Dixit: non è una sigla commerciale che esprime il dire a vanvera che riempie facilmente bocca e orecchie senza comunicare di fatto nulla. Dixit è la parola che si esprime attraverso l’azione concreta. Fa risuonare la parola d’ordine dell’amore che sconfigge ogni paura e rende liberi. Tibi dixit: nella  misura in cui accogliamo il Verbo che ci rende figli di D-i-o, diveniamo pure noi persone capaci di generare Vita, di condividere con generosità i doni dello Spirito Santo. A cominciare dalla Parola che abbiamo ricevuto da D-i-o e che a Lui ora rivolgiamo pieni di fiducia.
Cor. Tutto ciò non è un calcolo destinato a dissolversi nel nulla. Non è un nostro progetto che vogliamo affermare ad ogni costo per sentirci validi e valorosi. Le manovre importanti nella nostra esistenza non si giocano con la forza bruta e neppure con l’acume dell’intelligenza. Siamo figli di D-i-o e fratelli tra di noi a partire dal cuore. Con le sue tachicardie, i suoi sobbalzi, le sue fragilità. Soprattutto con il suo abbandonarsi come un piccino sul petto della mamma celeste: D-i-o.
Meum: nel recuperare la nostra persona quale figli di D-i-o, distacchiamo da noi stessi le innumerevoli sanguisughe che ci assalgono e ci svenano senza pietà. Diveniamo quello che già siamo per grazia del battesimo. Inoltriamoci nella quaresima verso la tappa del Tabor. Andiamo oltre. Senza timore. Con rinnovata fiducia in Colui che ci ha raccolti vicino a sé per condividere con noi il suo destino di amore e di pace, di verità e bellezza.

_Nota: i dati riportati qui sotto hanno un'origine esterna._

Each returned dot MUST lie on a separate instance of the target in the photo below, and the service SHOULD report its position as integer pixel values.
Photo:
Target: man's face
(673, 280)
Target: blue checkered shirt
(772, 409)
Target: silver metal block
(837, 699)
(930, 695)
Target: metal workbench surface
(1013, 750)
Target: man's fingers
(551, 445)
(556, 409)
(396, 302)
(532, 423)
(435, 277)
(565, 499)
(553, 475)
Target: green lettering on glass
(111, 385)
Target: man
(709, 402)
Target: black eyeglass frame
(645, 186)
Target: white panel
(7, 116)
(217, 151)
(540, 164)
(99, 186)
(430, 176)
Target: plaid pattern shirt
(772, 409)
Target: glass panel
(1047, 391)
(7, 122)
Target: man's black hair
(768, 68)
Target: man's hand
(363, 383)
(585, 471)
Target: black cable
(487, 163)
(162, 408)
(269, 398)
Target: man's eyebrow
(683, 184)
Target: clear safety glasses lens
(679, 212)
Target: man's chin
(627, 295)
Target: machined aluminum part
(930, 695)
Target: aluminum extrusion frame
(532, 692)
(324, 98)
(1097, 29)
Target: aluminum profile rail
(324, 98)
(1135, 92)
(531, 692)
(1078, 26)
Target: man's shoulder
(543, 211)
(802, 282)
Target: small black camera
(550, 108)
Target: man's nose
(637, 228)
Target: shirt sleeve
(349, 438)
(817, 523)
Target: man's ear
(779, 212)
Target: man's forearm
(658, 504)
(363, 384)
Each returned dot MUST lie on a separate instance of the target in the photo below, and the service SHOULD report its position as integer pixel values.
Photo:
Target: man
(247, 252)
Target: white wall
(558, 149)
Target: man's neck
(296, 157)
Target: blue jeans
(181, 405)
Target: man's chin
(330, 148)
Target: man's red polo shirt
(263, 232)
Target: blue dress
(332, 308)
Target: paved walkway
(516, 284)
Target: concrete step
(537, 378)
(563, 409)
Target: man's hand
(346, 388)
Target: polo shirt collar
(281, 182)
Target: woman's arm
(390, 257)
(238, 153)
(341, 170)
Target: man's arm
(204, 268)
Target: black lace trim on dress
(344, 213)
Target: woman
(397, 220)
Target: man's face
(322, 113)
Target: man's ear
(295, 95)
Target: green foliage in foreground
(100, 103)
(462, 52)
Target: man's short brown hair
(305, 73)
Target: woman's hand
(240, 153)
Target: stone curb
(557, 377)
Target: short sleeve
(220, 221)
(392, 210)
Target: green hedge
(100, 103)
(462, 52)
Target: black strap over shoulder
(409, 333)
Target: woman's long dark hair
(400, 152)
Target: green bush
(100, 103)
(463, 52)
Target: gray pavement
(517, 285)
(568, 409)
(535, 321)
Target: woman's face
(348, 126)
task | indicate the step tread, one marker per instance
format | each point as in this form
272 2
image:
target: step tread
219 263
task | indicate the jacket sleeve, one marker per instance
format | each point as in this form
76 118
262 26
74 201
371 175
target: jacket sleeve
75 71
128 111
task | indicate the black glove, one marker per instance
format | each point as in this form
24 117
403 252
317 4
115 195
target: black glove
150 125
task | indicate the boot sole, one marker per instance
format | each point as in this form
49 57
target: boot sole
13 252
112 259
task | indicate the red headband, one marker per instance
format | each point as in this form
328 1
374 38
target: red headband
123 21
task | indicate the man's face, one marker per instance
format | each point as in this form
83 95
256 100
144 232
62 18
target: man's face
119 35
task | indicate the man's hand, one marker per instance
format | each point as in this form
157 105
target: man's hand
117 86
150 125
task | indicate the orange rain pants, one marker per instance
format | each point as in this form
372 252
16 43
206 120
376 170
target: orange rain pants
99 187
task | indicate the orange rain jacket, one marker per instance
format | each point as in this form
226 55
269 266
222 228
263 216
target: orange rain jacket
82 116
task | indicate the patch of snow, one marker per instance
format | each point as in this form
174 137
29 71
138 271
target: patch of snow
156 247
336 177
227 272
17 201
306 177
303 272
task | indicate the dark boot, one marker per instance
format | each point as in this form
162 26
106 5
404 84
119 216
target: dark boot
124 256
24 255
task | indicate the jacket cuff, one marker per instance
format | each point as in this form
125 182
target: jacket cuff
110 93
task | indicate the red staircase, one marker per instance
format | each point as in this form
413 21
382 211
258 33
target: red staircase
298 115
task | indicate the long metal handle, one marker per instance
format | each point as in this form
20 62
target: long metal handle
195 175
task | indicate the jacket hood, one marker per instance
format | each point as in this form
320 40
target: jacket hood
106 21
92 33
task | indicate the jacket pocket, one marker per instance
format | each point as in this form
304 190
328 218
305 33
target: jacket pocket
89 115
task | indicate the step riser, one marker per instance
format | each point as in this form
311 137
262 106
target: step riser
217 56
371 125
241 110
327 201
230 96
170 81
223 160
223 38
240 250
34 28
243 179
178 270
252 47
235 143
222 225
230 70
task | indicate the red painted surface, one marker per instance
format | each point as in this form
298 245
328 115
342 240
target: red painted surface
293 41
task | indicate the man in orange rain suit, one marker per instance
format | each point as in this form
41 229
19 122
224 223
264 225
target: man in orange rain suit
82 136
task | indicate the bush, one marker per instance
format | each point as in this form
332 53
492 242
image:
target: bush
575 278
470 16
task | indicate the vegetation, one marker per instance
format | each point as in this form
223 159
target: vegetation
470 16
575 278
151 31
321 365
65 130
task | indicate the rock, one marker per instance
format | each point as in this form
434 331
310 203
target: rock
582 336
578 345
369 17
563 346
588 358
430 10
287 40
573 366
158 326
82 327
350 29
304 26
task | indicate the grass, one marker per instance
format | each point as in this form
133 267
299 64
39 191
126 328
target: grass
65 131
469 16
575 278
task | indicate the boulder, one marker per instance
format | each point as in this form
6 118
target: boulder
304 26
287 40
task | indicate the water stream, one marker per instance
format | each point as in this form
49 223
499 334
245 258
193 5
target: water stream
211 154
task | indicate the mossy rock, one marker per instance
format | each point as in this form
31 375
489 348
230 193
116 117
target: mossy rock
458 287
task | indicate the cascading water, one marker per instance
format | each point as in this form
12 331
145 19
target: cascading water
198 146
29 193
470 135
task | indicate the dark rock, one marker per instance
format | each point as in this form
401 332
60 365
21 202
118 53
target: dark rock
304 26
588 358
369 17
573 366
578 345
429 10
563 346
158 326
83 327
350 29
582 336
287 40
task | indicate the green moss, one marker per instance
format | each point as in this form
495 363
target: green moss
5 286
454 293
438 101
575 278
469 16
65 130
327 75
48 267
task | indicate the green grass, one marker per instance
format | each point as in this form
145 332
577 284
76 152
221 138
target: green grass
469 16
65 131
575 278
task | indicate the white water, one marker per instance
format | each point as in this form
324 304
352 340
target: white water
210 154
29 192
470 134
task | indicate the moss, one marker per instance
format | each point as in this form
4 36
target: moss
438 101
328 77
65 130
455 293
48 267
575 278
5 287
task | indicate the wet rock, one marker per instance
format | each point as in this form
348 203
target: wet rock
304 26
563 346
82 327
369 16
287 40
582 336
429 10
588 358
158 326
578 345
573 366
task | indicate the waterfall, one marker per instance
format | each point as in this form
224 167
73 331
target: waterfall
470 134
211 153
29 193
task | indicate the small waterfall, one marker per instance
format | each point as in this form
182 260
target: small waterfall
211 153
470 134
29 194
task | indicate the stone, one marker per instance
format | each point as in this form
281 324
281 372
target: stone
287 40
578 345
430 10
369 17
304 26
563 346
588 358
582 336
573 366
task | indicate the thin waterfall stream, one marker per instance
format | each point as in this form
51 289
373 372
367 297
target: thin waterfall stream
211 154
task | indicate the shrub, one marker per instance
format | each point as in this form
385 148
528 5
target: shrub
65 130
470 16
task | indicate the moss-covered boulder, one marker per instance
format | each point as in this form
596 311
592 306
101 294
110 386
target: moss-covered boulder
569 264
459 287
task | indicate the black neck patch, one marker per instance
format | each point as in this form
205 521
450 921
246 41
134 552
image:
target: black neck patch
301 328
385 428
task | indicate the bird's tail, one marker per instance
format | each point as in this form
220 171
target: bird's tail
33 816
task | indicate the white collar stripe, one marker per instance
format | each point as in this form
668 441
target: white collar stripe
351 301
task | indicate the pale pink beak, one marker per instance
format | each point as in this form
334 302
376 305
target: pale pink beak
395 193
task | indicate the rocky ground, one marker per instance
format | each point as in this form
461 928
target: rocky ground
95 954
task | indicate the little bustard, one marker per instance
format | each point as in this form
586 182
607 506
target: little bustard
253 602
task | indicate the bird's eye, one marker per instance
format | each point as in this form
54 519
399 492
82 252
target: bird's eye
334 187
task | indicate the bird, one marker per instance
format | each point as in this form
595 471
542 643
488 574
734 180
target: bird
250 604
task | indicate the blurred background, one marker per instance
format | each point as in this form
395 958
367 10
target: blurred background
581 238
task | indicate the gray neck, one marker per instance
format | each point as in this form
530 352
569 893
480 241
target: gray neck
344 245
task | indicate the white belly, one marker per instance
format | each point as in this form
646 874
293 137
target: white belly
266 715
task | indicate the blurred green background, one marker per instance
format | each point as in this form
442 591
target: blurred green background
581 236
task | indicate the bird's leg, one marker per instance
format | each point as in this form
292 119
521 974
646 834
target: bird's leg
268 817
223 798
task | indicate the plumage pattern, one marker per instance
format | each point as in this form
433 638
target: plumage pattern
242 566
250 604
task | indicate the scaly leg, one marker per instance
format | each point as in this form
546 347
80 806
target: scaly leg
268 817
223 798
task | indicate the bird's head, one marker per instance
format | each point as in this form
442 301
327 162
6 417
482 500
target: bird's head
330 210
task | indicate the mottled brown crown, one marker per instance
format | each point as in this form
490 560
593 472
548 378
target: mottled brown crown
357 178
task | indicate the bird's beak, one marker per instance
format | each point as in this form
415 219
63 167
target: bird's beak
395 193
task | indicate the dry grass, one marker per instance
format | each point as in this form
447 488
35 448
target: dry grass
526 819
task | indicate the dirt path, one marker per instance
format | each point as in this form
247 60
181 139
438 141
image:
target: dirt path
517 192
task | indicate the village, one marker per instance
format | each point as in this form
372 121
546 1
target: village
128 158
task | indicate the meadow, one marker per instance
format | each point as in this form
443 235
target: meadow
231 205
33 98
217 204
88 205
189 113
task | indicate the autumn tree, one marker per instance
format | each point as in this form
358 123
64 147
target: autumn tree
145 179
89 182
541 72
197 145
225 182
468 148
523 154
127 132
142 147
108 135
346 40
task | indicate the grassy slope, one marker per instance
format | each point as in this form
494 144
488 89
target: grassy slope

L’introito Tibi dixit è tramandato da due recensioni strettamente correlate: una romana, l’altra gregoriana. La prima rivela una trasmissione più stabile nella costruzione ripetitiva dei due nuclei qui colorati in giallo e in azzurro. Ciò che colpisce è, tuttavia, una differente interpretazione o esegesi del testo salmico divenuto preghiera della Chiesa tutta e del singolo credente. Ciascun lettore può facilmente capirlo. Basta ascoltare la frase 2 oppure guardare le trascrizioni che evidenziano, appunto, la differenza: quæsivi (ROM) e vultum tuum (GRG).